Example format you can reuse

Examples:
1) Input: ...
   Output: ...
2) Input: ...
   Output: ...
3) Input: ...
   Error: ...
If the model keeps drifting, add one more example

One well-chosen example often fixes a whole category of misunderstandings.

Interfaces and boundaries

Specs aren’t just about behavior—they’re also about keeping code organized. Even a small spec should mention boundaries:

  • Where does the logic live? (module/function)
  • What is the interface? (function signature / schema)
  • What stays stable? (public APIs)
  • What is off-limits? (files, dependencies, behaviors)

When boundaries are unclear, the model will “helpfully” mix concerns—creating spaghetti.

Spaghetti is mostly boundary failure

Spaghetti code happens when responsibilities leak across modules. Specs that define boundaries prevent that leak.

Spec → plan → diff workflow

The simplest reliable workflow is:

  1. Write MVS: goal, constraints, acceptance criteria, examples.
  2. Ask for plan: 3–7 steps + risks and unknowns.
  3. Ask for minimal diff: within allowed files, no rewrites.
  4. Verify: run tests or a defined check.
  5. Update spec: incorporate what you learned and iterate.

This keeps the model aligned to a stable target and keeps you aligned to reality.

When a loop fails

Don’t “try again” with the same prompt. Add evidence (the failing output) and refine the spec (tighten acceptance criteria or examples).

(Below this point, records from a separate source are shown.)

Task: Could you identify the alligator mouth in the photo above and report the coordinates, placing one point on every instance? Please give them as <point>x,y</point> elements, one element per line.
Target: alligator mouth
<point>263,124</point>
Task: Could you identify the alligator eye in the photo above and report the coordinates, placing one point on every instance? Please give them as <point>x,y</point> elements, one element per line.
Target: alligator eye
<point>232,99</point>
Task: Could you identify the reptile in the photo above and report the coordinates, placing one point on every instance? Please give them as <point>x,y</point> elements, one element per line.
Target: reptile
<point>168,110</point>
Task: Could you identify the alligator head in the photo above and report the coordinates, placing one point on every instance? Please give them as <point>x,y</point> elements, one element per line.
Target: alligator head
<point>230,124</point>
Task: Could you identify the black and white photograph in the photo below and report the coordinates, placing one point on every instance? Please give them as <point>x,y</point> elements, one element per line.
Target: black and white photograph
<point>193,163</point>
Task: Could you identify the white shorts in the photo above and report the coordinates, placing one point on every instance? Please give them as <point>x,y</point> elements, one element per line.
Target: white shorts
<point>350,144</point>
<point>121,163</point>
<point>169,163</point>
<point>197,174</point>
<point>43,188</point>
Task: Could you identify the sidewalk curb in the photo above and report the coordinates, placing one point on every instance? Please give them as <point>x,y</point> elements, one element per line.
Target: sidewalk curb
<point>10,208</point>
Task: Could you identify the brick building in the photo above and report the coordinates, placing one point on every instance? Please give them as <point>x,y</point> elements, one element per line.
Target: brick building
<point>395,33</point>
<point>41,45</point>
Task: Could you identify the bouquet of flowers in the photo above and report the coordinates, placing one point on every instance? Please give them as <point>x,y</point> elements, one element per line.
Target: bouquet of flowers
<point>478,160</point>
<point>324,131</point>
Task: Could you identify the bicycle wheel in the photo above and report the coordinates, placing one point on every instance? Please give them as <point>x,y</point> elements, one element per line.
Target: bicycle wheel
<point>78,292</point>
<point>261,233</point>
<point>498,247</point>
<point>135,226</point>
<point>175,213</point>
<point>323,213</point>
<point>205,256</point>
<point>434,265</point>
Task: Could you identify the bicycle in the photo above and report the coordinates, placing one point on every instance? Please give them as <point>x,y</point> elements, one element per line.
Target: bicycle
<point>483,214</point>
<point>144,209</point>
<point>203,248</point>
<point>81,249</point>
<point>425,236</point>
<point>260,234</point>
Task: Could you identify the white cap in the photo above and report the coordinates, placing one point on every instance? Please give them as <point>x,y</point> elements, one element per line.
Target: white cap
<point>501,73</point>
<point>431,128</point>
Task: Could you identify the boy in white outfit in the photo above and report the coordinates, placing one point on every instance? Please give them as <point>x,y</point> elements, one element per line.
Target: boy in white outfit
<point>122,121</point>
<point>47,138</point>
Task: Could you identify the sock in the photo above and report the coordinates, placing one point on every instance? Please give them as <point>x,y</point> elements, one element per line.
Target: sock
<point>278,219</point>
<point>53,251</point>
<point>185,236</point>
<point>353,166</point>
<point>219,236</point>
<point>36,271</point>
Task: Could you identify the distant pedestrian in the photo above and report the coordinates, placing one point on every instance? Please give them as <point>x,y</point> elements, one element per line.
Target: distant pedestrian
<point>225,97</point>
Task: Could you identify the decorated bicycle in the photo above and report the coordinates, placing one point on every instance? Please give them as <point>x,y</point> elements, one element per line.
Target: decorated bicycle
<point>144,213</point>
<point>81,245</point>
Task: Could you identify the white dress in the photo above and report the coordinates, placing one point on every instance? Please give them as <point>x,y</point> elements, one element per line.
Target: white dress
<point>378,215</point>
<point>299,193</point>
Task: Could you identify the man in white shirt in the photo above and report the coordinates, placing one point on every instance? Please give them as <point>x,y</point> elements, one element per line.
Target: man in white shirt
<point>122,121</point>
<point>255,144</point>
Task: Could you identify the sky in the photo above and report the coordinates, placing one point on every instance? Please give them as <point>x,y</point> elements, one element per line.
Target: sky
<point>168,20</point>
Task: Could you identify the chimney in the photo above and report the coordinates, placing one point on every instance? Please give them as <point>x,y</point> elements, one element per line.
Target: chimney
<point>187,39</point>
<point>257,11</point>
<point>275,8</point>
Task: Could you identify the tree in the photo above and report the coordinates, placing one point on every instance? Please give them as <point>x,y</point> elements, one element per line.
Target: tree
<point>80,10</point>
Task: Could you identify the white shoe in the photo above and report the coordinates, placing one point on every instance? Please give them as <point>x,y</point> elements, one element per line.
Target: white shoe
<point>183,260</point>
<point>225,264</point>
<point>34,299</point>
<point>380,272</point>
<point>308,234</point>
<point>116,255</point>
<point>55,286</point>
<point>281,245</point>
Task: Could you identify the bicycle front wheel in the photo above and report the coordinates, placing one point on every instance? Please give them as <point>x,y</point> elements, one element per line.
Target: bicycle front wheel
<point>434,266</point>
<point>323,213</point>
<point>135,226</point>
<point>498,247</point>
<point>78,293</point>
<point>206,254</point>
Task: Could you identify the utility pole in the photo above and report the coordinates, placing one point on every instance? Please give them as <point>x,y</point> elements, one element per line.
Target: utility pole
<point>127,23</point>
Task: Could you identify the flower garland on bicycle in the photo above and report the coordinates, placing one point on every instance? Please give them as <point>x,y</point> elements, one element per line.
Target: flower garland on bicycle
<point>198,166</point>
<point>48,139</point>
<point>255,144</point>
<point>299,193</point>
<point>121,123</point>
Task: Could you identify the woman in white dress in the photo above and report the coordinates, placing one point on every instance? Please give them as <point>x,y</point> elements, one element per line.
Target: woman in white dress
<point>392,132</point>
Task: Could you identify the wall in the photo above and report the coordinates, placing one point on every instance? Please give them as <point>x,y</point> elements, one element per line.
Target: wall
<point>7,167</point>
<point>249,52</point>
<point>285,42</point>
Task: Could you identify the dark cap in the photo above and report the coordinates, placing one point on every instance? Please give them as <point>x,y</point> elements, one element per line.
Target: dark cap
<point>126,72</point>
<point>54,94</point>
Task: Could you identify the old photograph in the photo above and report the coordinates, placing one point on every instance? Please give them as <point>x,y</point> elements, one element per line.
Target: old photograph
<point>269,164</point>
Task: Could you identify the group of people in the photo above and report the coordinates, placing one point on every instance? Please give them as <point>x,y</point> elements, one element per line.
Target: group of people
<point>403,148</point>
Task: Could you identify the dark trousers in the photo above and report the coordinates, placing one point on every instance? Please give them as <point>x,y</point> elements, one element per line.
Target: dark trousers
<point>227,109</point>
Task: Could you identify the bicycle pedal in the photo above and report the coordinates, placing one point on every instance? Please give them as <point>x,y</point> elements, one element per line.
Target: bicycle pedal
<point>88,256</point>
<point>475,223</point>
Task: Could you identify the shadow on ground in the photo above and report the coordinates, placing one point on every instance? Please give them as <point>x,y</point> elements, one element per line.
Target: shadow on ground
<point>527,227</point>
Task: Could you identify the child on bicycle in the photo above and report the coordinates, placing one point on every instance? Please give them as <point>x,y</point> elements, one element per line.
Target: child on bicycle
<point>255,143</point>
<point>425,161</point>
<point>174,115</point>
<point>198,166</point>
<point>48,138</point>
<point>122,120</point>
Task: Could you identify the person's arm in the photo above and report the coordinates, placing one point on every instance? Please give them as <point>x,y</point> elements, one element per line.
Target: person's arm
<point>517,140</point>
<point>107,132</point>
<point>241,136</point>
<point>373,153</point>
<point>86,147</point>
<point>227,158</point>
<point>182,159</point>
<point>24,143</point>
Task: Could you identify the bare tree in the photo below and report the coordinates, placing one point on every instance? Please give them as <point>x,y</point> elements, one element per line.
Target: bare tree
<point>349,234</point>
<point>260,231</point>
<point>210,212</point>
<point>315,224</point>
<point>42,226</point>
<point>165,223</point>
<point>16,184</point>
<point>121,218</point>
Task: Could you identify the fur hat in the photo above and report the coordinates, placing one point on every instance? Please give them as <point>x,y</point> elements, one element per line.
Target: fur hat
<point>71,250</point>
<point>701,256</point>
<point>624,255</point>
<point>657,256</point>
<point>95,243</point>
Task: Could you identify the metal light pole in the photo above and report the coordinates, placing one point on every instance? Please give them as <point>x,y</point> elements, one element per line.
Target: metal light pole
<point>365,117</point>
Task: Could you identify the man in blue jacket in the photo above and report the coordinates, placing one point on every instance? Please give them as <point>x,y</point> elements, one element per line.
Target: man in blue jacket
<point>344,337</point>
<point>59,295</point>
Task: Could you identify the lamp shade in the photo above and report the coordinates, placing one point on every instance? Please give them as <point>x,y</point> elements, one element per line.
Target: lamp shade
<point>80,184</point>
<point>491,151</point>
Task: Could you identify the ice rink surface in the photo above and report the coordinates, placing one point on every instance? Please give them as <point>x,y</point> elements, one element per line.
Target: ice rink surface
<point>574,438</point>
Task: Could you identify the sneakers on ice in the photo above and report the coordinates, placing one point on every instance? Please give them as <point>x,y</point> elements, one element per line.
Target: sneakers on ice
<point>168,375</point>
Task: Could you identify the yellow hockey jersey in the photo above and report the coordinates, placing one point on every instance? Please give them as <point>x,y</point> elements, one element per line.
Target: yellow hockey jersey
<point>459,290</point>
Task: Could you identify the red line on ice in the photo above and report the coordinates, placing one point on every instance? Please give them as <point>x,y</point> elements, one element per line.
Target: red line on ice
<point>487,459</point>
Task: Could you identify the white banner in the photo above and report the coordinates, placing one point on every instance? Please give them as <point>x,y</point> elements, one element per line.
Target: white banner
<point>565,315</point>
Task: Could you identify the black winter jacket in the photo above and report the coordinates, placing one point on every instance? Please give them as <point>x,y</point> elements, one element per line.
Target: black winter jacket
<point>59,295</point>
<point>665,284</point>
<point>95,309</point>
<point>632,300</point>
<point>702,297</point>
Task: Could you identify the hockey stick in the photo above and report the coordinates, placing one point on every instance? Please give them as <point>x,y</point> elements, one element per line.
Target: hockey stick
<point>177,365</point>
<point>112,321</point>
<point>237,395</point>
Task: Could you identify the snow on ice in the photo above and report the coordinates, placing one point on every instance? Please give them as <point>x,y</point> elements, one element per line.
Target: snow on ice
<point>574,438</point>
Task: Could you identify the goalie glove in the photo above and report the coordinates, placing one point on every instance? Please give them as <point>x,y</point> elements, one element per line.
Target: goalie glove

Spec anti-patterns (and fixes)

Anti-pattern: vague goals

  • Symptom: the model adds features you didn’t want.
  • Fix: write scope + non-scope and add examples.

Anti-pattern: implementation-first specs

  • Symptom: you lock into a bad approach early.
  • Fix: specify behavior and constraints first; ask for options before committing.

Anti-pattern: no acceptance criteria

  • Symptom: you can’t tell if you’re done; you keep iterating forever.
  • Fix: write 3–7 bullets that define success and failure behavior.

Anti-pattern: giant “perfect” spec

  • Symptom: you spend time writing docs instead of shipping.
  • Fix: write an MVS, ship a slice, then expand the spec as needed.
Specs are living documents

The point is not to be perfect at the start. The point is to keep a stable target as you iterate.

Copy-paste spec templates

Template: Minimum Viable Spec

Goal (one sentence):
...

Scope:
- ...

Non-scope:
- ...

Constraints:
- Runtime/language:
- Libraries:
- Allowed files:
- Forbidden files:

Acceptance criteria:
- ...

Examples:
1) Input: ...
   Output: ...
2) Input: ...
   Error: ...

Template: Bug fix spec

Bug:
...

Repro:
1) ...

Expected:
...

Actual:
...

Evidence:
- Error/log:
...

Constraints:
- Diff-only
- Add regression test
- Do not change: ...

Template: Spec-first implementation prompt

Using the spec below:
1) Ask clarifying questions if needed.
2) Propose a plan (3–7 steps).
3) Implement as a minimal diff.
4) Provide verification commands.

Spec:
...
Upgrade path

Later in the guide, you’ll turn these specs into structured schemas and eval sets—so quality becomes measurable at scale.